Over the past six years, the Department of Homeland Security (DHS) has implemented several new automated systems that capture arrival and exit information on non-immigrant travelers to the United States, and DHS has determined that recapturing this data manually when a non-immigrant is seeking admission to the United States is redundant and no longer provides any increase in security. DHS, therefore, has determined that it is no longer necessary to subject nationals from these countries to special registration procedures, and this notice deletes all currently designated countries from NSEERS compliance.

Until now, the NSEERS regulations required non-immigrant aliens who are nationals or citizens of countries designated by the Secretary of Homeland Security, upon consultation with the Secretary of State, to comply with special registration requirements, including providing fingerprints, a photograph, and any additional information required by DHS to DHS officials at the time the non-immigrant applies for admission at a U.S. port of entry. Non-immigrants subject to NSEERS requirements could also may be required to appear at a U.S. Immigration and Customs Enforcement (“ICE”) office in person to verify information by providing additional information or to provide documentation confirming compliance with the conditions of their status and admission.  Non-immigrants subject to NSEERS previously were required to depart through specified ports to record their departures from the United States.

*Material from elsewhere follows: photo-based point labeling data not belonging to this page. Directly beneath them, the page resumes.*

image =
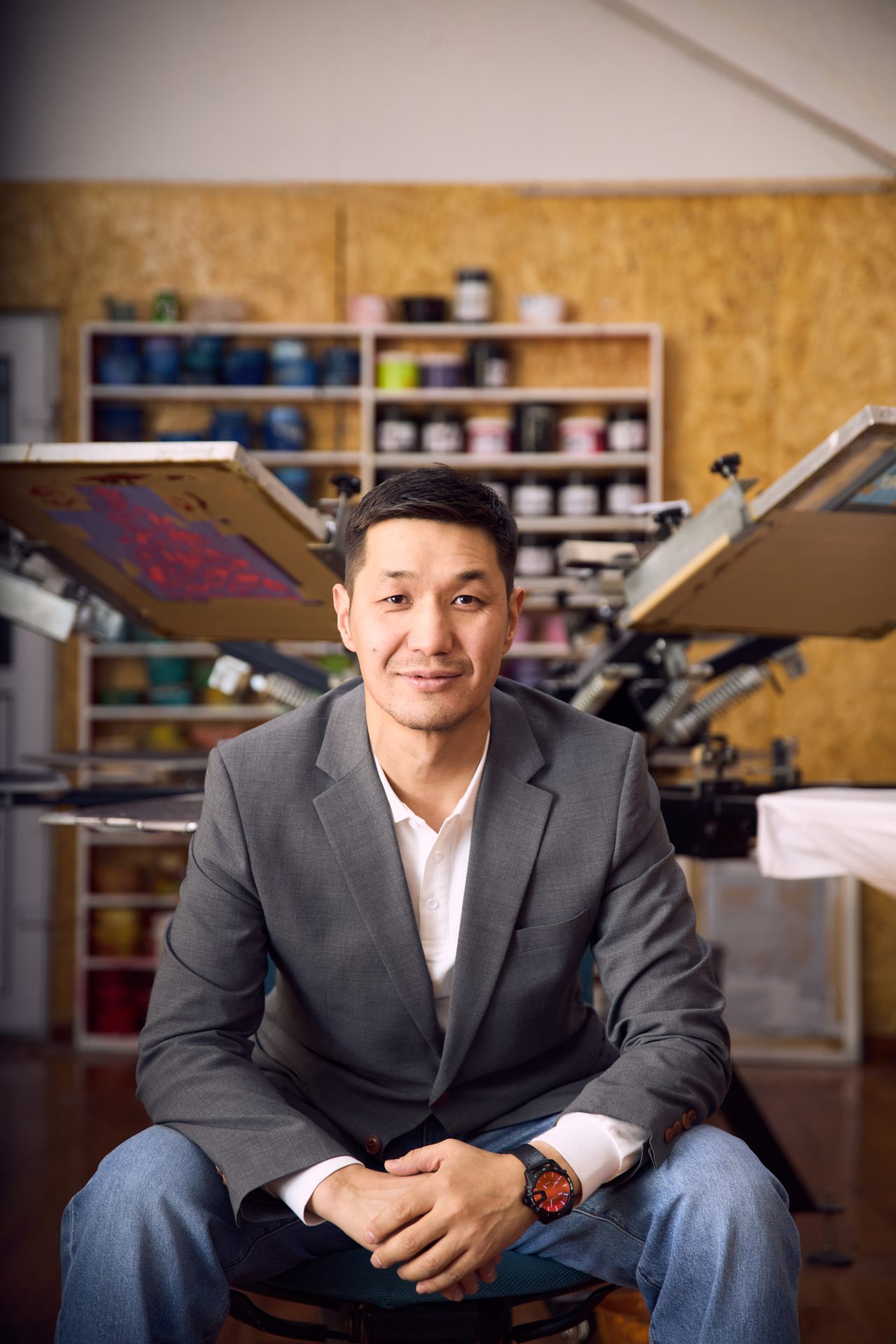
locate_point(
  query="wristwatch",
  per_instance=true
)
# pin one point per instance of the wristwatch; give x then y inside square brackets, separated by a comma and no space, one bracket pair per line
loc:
[548,1189]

Since NSEERS was implemented, DHS established the United States Visitor and Immigrant Status Indicator Technology Program (“US-VISIT”), in January 2004, to record the arrival and departure of aliens; verify aliens’ identities; and authenticate and biometrically compare travel documents issued to non-US citizens by DHS and the Department of State. Under US-VISIT requirements, most aliens seeking admission to the United States must provide finger scans and a digital photograph upon entry to the United States at U.S. ports of entry.

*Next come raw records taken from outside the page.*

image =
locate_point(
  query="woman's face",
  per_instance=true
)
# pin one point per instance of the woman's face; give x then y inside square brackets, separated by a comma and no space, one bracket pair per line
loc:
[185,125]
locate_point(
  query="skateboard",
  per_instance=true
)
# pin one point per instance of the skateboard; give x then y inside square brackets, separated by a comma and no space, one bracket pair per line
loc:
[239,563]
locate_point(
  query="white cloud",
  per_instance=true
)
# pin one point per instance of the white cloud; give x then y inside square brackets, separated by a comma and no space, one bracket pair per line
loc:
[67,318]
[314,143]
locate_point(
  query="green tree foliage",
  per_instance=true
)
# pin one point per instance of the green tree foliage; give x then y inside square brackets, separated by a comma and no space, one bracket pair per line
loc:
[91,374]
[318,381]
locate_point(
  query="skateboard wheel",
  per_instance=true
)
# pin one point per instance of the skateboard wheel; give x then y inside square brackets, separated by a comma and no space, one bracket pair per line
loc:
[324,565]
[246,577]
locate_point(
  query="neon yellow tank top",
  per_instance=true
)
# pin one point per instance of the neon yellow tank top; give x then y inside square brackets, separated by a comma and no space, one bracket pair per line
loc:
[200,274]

DHS also currently requires the collection and electronic transmission to U.S. Customs and Border Protection (CBP) of manifest information for passengers and crew members entering and departing the United States by air or sea. Commercial air carriers departing foreign destinations for the United States or departing the United States for a foreign destination are required to transmit passenger manifests electronically to CBP’s Advance Passenger Information System (APIS) within strict time limits as prescribed by regulation.